The U.S. economy is on the mend, but recovery so far has been feeble. The author investigates explanations of why the turnaround has been slow and weak.
The economic recovery in the United States has entered its fifth year but remains weak. That the current rebound is from a financial crisis explains only so much. The author argues that the slow turnaround may be attributable, in part, to demographics.
How Is This Article Useful to Practitioners?
The Great Recession in the United States ended in 2009, but the economy has made haste slowly. The author cites the recent annual economic report of President Obama’s Council of Economic Advisers, which concludes that the underlying trend rate of growth—a function of the supply of workers, capital, and technology—is a great deal lower than in the aftermath of past recessions and has been in place since before the onset of the most recent recession.
One explanation for this phenomenon is that unemployment has fallen further and the economy has grown more slowly than the White House or the Federal Reserve expected. Some of this result can be explained by decreasing labor force participation rates. The population under age 25 and over age 54 has grown, which has drawn down participation rates because the greatest participation is by those who fall between these two ages.
Another explanation is a slower long-term growth rate because of a falloff in labor productivity and total factor productivity—the latter being a technology metric that captures the efficiency with which capital and labor are used. A Federal Reserve Bank of San Francisco economist traces this decline to around 2003, when productivity wrought from the internet began to wane.
Jump-starting the economy will not come about with another blockbuster innovation but rather with reforms designed to increase the amount of workers in the labor force.

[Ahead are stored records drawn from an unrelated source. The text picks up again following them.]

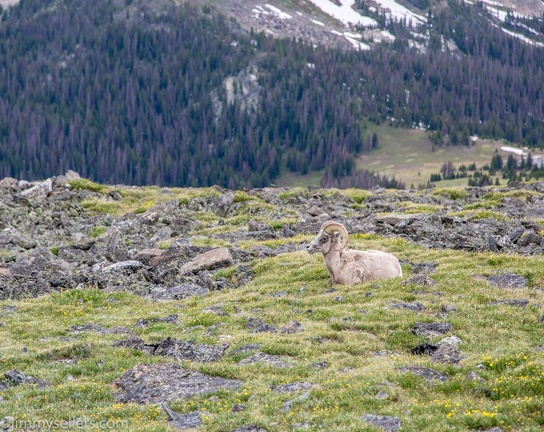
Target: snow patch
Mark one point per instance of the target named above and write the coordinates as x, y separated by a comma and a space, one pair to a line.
345, 12
357, 44
278, 12
400, 12
522, 37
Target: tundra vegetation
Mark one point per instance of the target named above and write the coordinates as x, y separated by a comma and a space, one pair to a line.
354, 339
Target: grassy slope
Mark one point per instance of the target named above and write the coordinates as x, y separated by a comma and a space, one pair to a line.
408, 155
502, 338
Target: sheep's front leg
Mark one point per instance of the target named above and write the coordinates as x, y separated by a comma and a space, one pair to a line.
358, 276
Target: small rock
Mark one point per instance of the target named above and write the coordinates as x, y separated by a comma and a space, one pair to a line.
182, 421
238, 408
6, 423
414, 306
250, 428
431, 329
507, 280
448, 354
428, 374
382, 395
245, 348
473, 376
387, 423
265, 358
320, 365
149, 384
287, 404
450, 340
294, 387
424, 349
516, 302
219, 257
15, 378
258, 326
292, 327
420, 279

Economists and students of economic sciences would not only draw interesting conclusions from this piece but also come up with further questions to explore.
The challenge facing policymakers of helping the U.S. economy get back on its feet has been particularly acute. Demography and the aftermath of a severe financial crisis explain only part of the problem. Poor incentives that result from a lower retirement age and disability benefits have a hand in the lower supply of workers, as does current immigration policy. Far-reaching reforms in these areas—beyond a quick fix—appear to be what is needed.